The second hedge fund that called ImClone that day was SAC Capital, run by Steve Cohen, the Milken crony who is “the most powerful trader on the Street.” As you will recall, Cohen is a Chanos collaborator (both received and communicated about advanced copies of the same Morgan Keegan reports, and they have frequently employed the same tactics, and the same thugs, to attack the same companies). As you will also recall, previously Cohen was the top earner at Gruntal & Company, a Mafia-linked brokerage that owed its existence to Milken’s junk bond finance. While there, he was reportedly investigated for trading on inside information provided to him by Milken’s people at Drexel Burnham.

The third fund manager who called ImClone that day was Carl Icahn, the Milken crony who founded the options department at the Mafia-linked Gruntal & Company before becoming a billionaire by brokering “death spiral” PIPEs financing in cahoots with criminal naked short sellers, and by blackmailing companies with finance from Milken and the Mafia-connected Zev Wolfson.

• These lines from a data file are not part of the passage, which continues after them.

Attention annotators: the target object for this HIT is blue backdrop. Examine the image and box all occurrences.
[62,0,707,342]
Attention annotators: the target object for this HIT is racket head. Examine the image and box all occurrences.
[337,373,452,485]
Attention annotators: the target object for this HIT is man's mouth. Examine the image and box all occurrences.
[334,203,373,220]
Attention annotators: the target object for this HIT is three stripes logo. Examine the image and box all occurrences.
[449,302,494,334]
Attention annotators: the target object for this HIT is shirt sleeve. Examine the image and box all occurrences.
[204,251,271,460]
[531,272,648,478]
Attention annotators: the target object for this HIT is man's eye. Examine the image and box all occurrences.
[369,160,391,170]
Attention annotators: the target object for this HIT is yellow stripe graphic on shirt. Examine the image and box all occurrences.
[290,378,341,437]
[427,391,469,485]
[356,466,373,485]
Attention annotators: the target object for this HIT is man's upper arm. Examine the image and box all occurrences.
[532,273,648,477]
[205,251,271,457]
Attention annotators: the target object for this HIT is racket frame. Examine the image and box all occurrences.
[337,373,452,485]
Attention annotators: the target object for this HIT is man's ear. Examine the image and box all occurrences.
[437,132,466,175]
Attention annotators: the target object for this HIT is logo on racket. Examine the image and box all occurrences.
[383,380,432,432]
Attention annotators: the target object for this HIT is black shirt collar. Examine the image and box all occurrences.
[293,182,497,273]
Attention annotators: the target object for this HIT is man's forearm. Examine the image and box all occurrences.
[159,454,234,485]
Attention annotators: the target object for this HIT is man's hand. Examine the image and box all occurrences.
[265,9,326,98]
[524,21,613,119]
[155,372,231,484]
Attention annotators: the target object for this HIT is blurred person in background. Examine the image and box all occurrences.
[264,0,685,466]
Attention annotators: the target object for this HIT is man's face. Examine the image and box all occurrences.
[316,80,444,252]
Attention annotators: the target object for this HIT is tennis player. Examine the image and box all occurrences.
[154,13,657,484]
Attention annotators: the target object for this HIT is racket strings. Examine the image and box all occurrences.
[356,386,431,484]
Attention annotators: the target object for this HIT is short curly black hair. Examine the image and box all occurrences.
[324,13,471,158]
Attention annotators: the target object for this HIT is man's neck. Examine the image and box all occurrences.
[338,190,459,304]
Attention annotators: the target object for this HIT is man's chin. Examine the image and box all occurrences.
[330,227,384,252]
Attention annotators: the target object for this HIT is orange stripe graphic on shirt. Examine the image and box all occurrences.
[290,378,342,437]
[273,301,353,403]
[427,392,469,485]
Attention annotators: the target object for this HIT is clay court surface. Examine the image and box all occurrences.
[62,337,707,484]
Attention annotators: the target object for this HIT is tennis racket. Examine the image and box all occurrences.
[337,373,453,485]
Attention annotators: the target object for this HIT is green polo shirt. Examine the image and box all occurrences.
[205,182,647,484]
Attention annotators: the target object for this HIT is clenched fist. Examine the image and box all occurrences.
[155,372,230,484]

It is difficult to know whether these three fund managers acted on the secret ImClone information that The Cancer Letter made public soon after they called ImClone. We don’t know because the SEC does not require hedge funds to disclose their short positions, as they do their long holdings.

Short positions are, after all, a big secret.

* * * * * * * *

We do know that in the days leading up to The Cancer Letter’s publication of Dr. Scher’s letter, short selling of Dendreon’s stock increased dramatically. Meanwhile, criminal naked short sellers continued to churn out phantom stock. SEC data shows that at least 9 million shares had failed to deliver on April 10. There were similar numbers the following day, and on the day after that, more than 10 million shares had failed to deliver. On April 10, Dendreon’s stock was trading at its high of around $25.  By April 12, the day before The Cancer Letter’s “scoop,” the stock had already nosedived to around $18.

This trading was strange. And as mentioned, Dr. Scher’s letter was strange.

It wasn’t just that Dr. Scher’s lobbying of the FDA was unprecedented and an affront to the “integrity” of the drug approval process. And it was not just that his letter to the FDA quickly appeared in The Cancer Letter (just as The Cancer letter had made public the FDA’s decision about ImClone). And it was not just that short selling hedge funds clearly knew that Dr. Scher’s letter was in the works.

It was that Dr. Scher’s letter precisely echoed the party line that had been put out by the whispering hedge funds, the song-singing Sendek, the UBS researcher, and the doctor-impersonating Jonathan Aschoff.

Like the Wall Street analysts, Dr. Scher said that Provenge had failed to meet its “primary end-points in two clinical trials” — that the data was not absolute “proof” that Provenge worked. And just as Aschoff had told journalists that it would be “dangerous” to approve Dendreon, Dr. Scher argued that the FDA would be somehow setting a dangerous precedent by approving a new standard of treatment.

Dr. Scher’s letter was also reminiscent of that Dendreon conference call, when the singing Sendek asked, over and over, whether the advisory panel had asked the “right question” and whether the FDA might have to “change the question.” Now Dr. Scher, too, was suggesting that the advisory panel had somehow been a sham – that it had “changed the question” regarding the efficacy of Provenge. Since the panel had voted on the wrong “question,” Scher argued, the panel’s overwhelming endorsement of Provenge should be disregarded.

It seemed that Dr. Scher, who is one of the most prominent cancer doctors in America, was parroting the medical wisdom of Wall Street goons. Either that, or the goons were parroting Dr. Scher. Whichever the case, and whatever their motivations, Wall Street miscreants and a prominent FDA-contracted doctor were now working in parallel  to quash a promising treatment for prostate cancer.